Lemak Jenuh Ternyata Tidak Terlalu Buruk

93

Selama ini lemak jenuh dikenal sebagai “lemak jahat” karena efek yang ditimbulkannya terhadap jantung. Tetapi penelitian terbaru menimbulkan pertanyaan baru, benarkan lemak jenuh itu buruk? Ternyata tidak juga.

 

Suatu penemuan yang diterbitkan di Annals of Internal Medicine telah memicu perdebatan baru mengenai lemak dan kesehatan jantung. Studi ini memicu adanya tinjauan ulang terhadap pedoman diet untuk jantung, sementara para ahli jantung lainnya, termasuk dari the American Heart Association menyatakan ketidaksetujuannya.

 

Satu hal yang tampaknya disetujui oleh semua ahli adalah lemak hanyalah salah satu faktor pemicu penyakit jantung, sehingga faktor penyebab lainnya juga harus mendapat perhatian serius. Para peneliti mempelajari 72 penelitian yang sudah dipublikasikan mengenai lemak dan penyakit jantung. Penelitian ini melibatkan 600.000 orang dari 18 negara. Beberapa orang memang sudah mengidap sakit jantung dan beberapa lagi tidak memiliki sakit jantung. Para peneliti mengadakan analisis ulang terhadap temuan-temuan sebelumnya dan melakukan pendekatan yang disebut meta-analisis.

 

Mereka mencari apakah perbedaan tipe lemak menimbulkan gangguan pada jantung atau tidak. Tipe lemak yang diteliti adalah:

•  Lemak jenuh (ditemukan pada daging, produk susu, makanan yang dipanggang)

•  Lemak tidak jenuh ganda seperti omega 3 dan omega 6 (ditemukan pada ikan, kacang, gandum dan minyak sayuran)

•  Lemak tidak jenuh tunggal (ditemukan di minyak zaitun dan minyak canola)

•  Lemak trans (ditemukan pada makanan yang digoreng dan dipanggang, minyak bekas pakai)

 

Kejutannya adalah lemak jenuh yang selama ini diketahui meningkatkan resiko penyakit jantung ternyata tidak memiliki efek tersebut. Begitu juga lemak tidak jenuh tunggal yang selama ini diperkirakan membantu kerja jantung. Hal ini dikatakan oleh peneliti Dariush Mozaffarian, MD, di the Harvard School of Public Health.

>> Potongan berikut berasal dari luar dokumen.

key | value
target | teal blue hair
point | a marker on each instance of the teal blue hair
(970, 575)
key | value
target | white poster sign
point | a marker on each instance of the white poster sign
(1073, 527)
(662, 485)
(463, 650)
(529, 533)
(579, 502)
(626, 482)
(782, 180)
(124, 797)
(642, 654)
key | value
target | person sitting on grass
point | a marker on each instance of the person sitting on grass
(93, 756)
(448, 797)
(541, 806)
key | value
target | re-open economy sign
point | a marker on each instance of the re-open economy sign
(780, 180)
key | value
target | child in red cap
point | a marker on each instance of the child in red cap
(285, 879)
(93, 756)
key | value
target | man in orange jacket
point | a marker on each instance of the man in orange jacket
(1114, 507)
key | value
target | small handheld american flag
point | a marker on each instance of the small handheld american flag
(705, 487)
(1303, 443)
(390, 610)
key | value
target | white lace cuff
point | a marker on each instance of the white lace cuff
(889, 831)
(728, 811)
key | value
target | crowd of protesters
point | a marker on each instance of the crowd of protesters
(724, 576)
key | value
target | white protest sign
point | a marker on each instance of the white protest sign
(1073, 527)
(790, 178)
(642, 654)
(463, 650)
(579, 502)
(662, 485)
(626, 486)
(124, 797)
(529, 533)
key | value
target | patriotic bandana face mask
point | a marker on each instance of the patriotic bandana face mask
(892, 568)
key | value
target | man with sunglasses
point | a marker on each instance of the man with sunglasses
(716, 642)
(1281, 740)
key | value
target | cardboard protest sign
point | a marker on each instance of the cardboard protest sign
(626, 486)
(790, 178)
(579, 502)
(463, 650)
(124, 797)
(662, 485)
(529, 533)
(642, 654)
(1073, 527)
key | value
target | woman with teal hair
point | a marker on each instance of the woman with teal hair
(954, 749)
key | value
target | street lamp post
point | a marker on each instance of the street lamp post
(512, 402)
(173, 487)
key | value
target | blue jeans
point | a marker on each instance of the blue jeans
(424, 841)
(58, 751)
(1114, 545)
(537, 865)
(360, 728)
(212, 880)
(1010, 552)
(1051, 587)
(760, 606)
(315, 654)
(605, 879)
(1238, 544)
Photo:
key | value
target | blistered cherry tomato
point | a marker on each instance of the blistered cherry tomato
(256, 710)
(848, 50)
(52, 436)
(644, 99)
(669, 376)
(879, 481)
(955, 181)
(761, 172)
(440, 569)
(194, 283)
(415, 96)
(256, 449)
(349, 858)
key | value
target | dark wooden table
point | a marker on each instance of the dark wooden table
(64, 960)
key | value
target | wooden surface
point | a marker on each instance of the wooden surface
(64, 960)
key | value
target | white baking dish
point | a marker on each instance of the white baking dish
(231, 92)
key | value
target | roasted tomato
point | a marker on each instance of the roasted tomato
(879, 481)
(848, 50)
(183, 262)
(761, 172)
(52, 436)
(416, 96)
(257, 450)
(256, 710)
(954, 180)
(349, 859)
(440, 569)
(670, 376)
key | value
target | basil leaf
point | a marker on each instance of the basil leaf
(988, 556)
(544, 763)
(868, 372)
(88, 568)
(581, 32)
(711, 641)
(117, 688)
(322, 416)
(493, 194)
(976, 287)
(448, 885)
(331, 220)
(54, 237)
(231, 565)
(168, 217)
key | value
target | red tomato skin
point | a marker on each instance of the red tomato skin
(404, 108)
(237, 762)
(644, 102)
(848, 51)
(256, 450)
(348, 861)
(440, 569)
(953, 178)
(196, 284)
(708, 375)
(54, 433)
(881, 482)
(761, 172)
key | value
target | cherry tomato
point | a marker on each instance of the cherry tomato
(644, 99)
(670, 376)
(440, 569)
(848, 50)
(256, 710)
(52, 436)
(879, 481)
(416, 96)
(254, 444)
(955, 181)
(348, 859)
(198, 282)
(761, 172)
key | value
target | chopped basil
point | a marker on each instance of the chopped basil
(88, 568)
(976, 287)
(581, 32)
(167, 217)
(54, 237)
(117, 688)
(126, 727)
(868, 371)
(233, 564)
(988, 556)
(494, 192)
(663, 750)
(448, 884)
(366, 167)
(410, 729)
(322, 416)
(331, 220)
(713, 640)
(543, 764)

Jadi lemak apa yang mempunyai efek terhadap jantung? Sebagaimana telah diduga sebelumnya, Lemak trans diketahui dapat meningkatkan kolesterol jahat dan menurunkan kolesterol baik, dan dihubungkan dengan peningkatan resiko sakit jantung.

 

Apa yang dikatakan para ahli mengenai hasil penelitian tersebut?
Para peneliti menyarankan kepada lembaga-lembaga yang membuat acuan-acuan mengenai diet pada penyakit jantung agar melakukan tinjauan ulang. Seharusnya diet tersebut tidak hanya terpaku pada lemak di makanan, tetapi juga bagaimana makanan tersebut disajikan. Kita tidak dapat menilai sehat tidaknya makanan hanya dari berapa gram kandungan lemak jenuh didalamnya.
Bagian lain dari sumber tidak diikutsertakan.